И я тоже уехал. А может, и до отъезда Манфред меня не замечал, может, я не стал для него тем, кого он хотел видеть во мне, кто мог бы укрепить его в его борьбе. Я не знаю. Но я тоже виноват. И речь вовсе не о том, чтобы посыпать сейчас голову пеплом, этого в подобной ситуации лучше вовсе не делать. Речь о том, чтобы предупредить повторение таких случаев. Иного вывода быть не может, Кеене. Из поражений не обязательно выходить павшим духом.

Я вспоминаю о светлых, радостных днях и часах в жизни Манфреда, о которых я узнал из его писем. Разумеется, это еще не вся его жизнь, но нам следует помнить об этих часах.
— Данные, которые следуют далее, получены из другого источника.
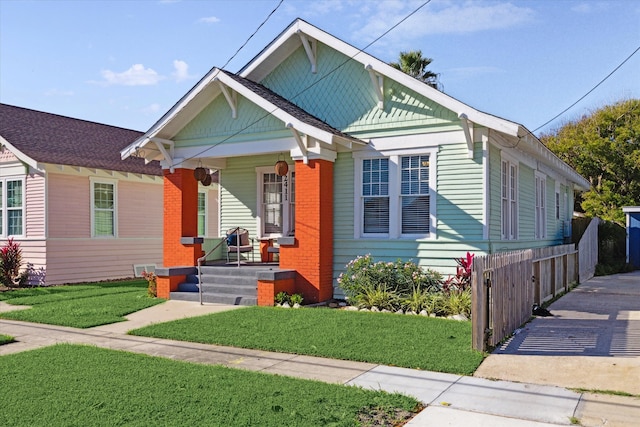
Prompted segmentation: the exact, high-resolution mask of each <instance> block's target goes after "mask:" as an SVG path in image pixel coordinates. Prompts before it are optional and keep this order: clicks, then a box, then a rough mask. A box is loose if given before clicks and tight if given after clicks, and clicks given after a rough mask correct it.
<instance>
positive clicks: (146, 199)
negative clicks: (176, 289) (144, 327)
mask: <svg viewBox="0 0 640 427" xmlns="http://www.w3.org/2000/svg"><path fill="white" fill-rule="evenodd" d="M141 135H142V133H141V132H137V131H133V130H128V129H122V128H118V127H114V126H108V125H104V124H99V123H93V122H88V121H84V120H78V119H74V118H70V117H63V116H59V115H55V114H49V113H44V112H40V111H34V110H29V109H25V108H20V107H15V106H10V105H6V104H0V246H2V245H4V243H5V242H6V241H7V239H8V238H9V237H13V239H14V241H16V242H18V243H19V244H20V246H21V248H22V251H23V258H24V262H25V267H26V263H28V264H29V266H30V268H31V277H30V282H31V283H33V284H46V285H54V284H61V283H77V282H84V281H96V280H106V279H117V278H124V277H132V276H134V265H137V266H138V273H139V271H140V270H141V269H142V268H145V267H144V266H146V268H148V269H150V268H152V266H154V265H156V264H157V265H160V264H161V262H162V235H163V232H162V227H163V208H162V204H163V178H162V169H161V167H160V165H159V163H158V162H156V161H153V162H149V163H145V160H144V159H141V158H129V159H126V160H124V161H123V160H122V159H121V158H120V150H122V149H123V148H124V147H126V146H127V145H129V144H130V143H131V142H132V141H134V140H136V139H137V138H139V137H140V136H141ZM215 188H216V186H215V185H214V186H213V187H207V188H205V189H201V191H202V193H203V195H206V196H207V197H208V199H209V200H212V201H217V190H216V189H215ZM208 193H211V194H208ZM211 211H212V212H211V215H214V214H215V209H211ZM215 215H217V214H215ZM204 218H205V217H204V216H203V219H204ZM207 222H211V227H210V228H211V229H212V233H213V235H217V224H215V223H214V221H213V220H211V221H207ZM203 228H205V227H204V224H203Z"/></svg>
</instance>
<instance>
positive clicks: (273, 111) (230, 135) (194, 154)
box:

Я решил увидеться с Марком Хюбнером, даже зайти к нему домой. Многое я ему смогу рассказать, не стану скрывать трудностей и сложностей. Думая сейчас о Марке Хюбнере, представляя себе его выразительное лицо, вспоминая его вопросы, настойчивость, с которой он эти вопросы задавал, я называю его про себя представителем всей молодежи, с которой мы имеем дело и будем иметь дело сегодня, завтра и послезавтра.

Нам, педагогам, нужны живой ум и чуткость. Мы же понимаем, что значим в жизни молодых людей.

Марк и другие ребята той же породы когда-нибудь, как и мы, станут хозяевами жизни, жизни такой, какая она есть, во всей ее противоречивости.

Ничто не должно их миновать — ни сложные проблемы, ни борьба. Иначе как будут они перестраивать этот мир? А ведь наша задача была и остается — изменять жизнь, приближая ее к нашим идеалам.

Парень должен вырасти стойким человеком.

Я выступлю перед коллегами. И только в самом начале буду говорить о Манфреде Юсте, но главным образом речь пойдет о нашей трудной и прекрасной работе.

Придется мне стать беспокойным элементом в нашей школе, пусть это будет порой нелегко. Я и сейчас знаю, что мне чаще всего будет нелегко. Но нам нельзя успокаиваться — в интересах нашего дела. Мы должны выступать против застоя и рутины. К себе, если это будет нужно, я буду беспощаден. И если нужно будет, выступлю против Карла Штребелова. Боль в сердце от этого не пройдет, но и хуже мне не станет.

Нет, Манфред, я не задраил люки. Как это тебе пришло в голову?

Мы будем держать люки широко открытыми, и ничто нам в этом не помешает.